Şüphesiz; tam da bu noktada, artık adlarını saymakta bile zorlandığımız o darbe ve “ortam hazırlama” planlarının birinci hedef tahtasında olmasına rağmen, AKP’nin, AKP’nin çoğunlukta olduğu TBMM’nin, bırakın bu çapta bir kampanyayı, bu vesile(!)lerle, demokratik düzeni –darbelere karşı– savunmanın sadece işbaşındaki hükümetlere değil, sıradan yurttaşlara da düşen bir görev ve sorumluluk olduğunu, “direnme hakkı”mızı hatırlatan ve teşvik eden bir tavır alıştan niçin kaçındıkları sorulmalıdır. Kaldı ki; bizzat Başbakan, bizlerin Taraf gazetesinin yayımlanmasıyla ürpertici muhtevalarını öğrendiğimiz darbe ve “ortam hazırlama” planlarını çok önceden bildiklerini söyledi geçenlerde. Bu önceden bildikleri arasında hayli yakın tarihlere ilişkin olan çocuk katliamı düzenleyen “Kafes” planı ve orada “operasyon” diye bahsedilen Hrant Dink cinayeti de var mıydı bilmiyoruz ama; şurası belirtilmelidir ki; o planların “hükümeti devirme” kısmı için AKP, bu öncelikle beni ilgilendiriyor gerekçesiyle inisiyatifini “susarak, bilgisini toplumla paylaşmayarak” kullanabilir diyelim. Ama o planların pek çoğunda “ortam hazırlamak” için katledilecek, “düzeni yeniden kurmak için” tepelenecek yığınlardan da bahsediliyor. İnsanların kendileri hakkındaki bu karanlık ve korkunç kasıtlardan, bu kasdın sahiplerinden haberdar olma hakkı da var. AKP hükümetinin bu hakkı onlardan esirgeme hakkı da yoktur.
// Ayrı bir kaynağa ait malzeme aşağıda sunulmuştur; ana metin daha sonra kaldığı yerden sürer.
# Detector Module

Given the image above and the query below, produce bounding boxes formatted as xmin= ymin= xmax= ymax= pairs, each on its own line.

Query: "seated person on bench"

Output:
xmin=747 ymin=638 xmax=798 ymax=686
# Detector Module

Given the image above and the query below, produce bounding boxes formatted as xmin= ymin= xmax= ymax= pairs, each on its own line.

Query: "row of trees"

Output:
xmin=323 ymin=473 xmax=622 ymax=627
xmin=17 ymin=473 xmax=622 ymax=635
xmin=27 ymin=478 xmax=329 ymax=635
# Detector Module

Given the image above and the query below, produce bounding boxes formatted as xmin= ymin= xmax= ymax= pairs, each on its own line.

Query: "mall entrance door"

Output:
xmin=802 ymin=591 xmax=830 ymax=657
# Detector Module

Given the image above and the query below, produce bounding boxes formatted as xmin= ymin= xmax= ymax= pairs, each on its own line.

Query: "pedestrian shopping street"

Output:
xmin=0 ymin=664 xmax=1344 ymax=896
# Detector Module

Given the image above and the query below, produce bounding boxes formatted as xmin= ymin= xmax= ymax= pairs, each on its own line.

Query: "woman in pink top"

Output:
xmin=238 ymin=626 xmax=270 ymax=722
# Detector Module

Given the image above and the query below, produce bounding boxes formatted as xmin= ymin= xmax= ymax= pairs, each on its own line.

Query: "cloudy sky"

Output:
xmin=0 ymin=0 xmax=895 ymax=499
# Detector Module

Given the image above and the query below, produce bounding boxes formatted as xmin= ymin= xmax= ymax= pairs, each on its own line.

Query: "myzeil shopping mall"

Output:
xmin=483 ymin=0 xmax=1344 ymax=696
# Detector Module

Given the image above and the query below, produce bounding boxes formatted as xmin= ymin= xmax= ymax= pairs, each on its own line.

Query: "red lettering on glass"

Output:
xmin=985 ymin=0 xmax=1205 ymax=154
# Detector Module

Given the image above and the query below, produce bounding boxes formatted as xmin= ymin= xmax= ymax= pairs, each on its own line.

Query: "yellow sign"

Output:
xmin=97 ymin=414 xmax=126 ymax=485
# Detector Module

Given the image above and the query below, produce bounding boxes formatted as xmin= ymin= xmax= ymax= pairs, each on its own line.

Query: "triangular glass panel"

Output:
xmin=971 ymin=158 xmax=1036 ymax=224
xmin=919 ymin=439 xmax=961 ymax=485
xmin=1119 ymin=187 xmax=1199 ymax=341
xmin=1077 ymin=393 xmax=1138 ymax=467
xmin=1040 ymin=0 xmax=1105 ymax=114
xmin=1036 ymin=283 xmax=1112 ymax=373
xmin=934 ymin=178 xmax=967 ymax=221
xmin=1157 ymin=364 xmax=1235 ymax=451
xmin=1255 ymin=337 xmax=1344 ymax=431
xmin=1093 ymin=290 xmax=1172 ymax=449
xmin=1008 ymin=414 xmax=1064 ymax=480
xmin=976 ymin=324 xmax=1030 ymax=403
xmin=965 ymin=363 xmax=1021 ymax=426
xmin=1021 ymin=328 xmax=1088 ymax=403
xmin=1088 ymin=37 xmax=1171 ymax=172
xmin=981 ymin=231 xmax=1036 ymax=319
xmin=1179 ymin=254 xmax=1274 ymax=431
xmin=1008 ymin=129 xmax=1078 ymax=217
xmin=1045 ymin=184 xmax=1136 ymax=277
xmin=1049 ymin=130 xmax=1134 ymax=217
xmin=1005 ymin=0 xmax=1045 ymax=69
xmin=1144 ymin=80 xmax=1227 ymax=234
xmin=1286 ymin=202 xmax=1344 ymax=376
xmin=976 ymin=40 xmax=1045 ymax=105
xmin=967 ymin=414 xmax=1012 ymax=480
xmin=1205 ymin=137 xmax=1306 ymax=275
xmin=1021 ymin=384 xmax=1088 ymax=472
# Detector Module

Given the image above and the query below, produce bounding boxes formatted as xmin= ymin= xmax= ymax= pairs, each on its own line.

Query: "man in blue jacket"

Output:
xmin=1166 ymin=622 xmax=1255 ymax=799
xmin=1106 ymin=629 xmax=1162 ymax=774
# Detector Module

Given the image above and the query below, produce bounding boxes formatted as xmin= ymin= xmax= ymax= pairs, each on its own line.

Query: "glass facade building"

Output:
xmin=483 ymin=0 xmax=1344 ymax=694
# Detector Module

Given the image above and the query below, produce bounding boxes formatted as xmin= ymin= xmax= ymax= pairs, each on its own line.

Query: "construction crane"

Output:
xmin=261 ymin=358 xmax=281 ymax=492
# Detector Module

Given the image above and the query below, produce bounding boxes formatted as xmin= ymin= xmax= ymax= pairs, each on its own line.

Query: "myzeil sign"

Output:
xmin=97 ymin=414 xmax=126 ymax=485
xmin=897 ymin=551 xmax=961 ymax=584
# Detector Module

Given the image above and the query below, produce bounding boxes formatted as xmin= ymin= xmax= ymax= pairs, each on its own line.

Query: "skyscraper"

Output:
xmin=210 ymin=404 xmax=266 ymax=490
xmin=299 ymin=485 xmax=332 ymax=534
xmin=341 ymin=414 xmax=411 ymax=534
AKP, bu, bilip de ifşa etmemenin, o sıralarda harekete geçmeyişinin, “ülkenin yüksek menfaatleri”nden kendi “hükümet stratejisinin icapları”na kadar çeşitli açıklama versiyonlarından bahsedebilir. Biz de buna onun “ordu –gerektiğinde– darbe yapabilir” kabulüne dokunmadan, onu yedekte tutmaya devam ederek Orduyla uzlaşma arayışına, “vesayet rejimi” ile ‘90’ların merkez sağı gibi bir “barış içinde bir arada yaşama” ilişkisi tesis etmeye dönük uzun vadeli hesabını da ekleyebiliriz. Ama bütün bu “ülkenin yüksek menfaatleri” “derin strateji”, “uzun vade” gibi gösterişli gerekçelerin altında temel bir kaygı-dikkatin yattığını bilerek. Tam da “muhafazakâr demokrat”lığın iç sınırlılık, kısıtlılıklarını ele veren bir kaygı-dikkattir bu: “Sıradan vatandaş”ın bir birey olarak dahi politik özne olma görev ve sorumluluğunu taşıdığı bilincinin güdük, bulanık kalmasını sağlamak.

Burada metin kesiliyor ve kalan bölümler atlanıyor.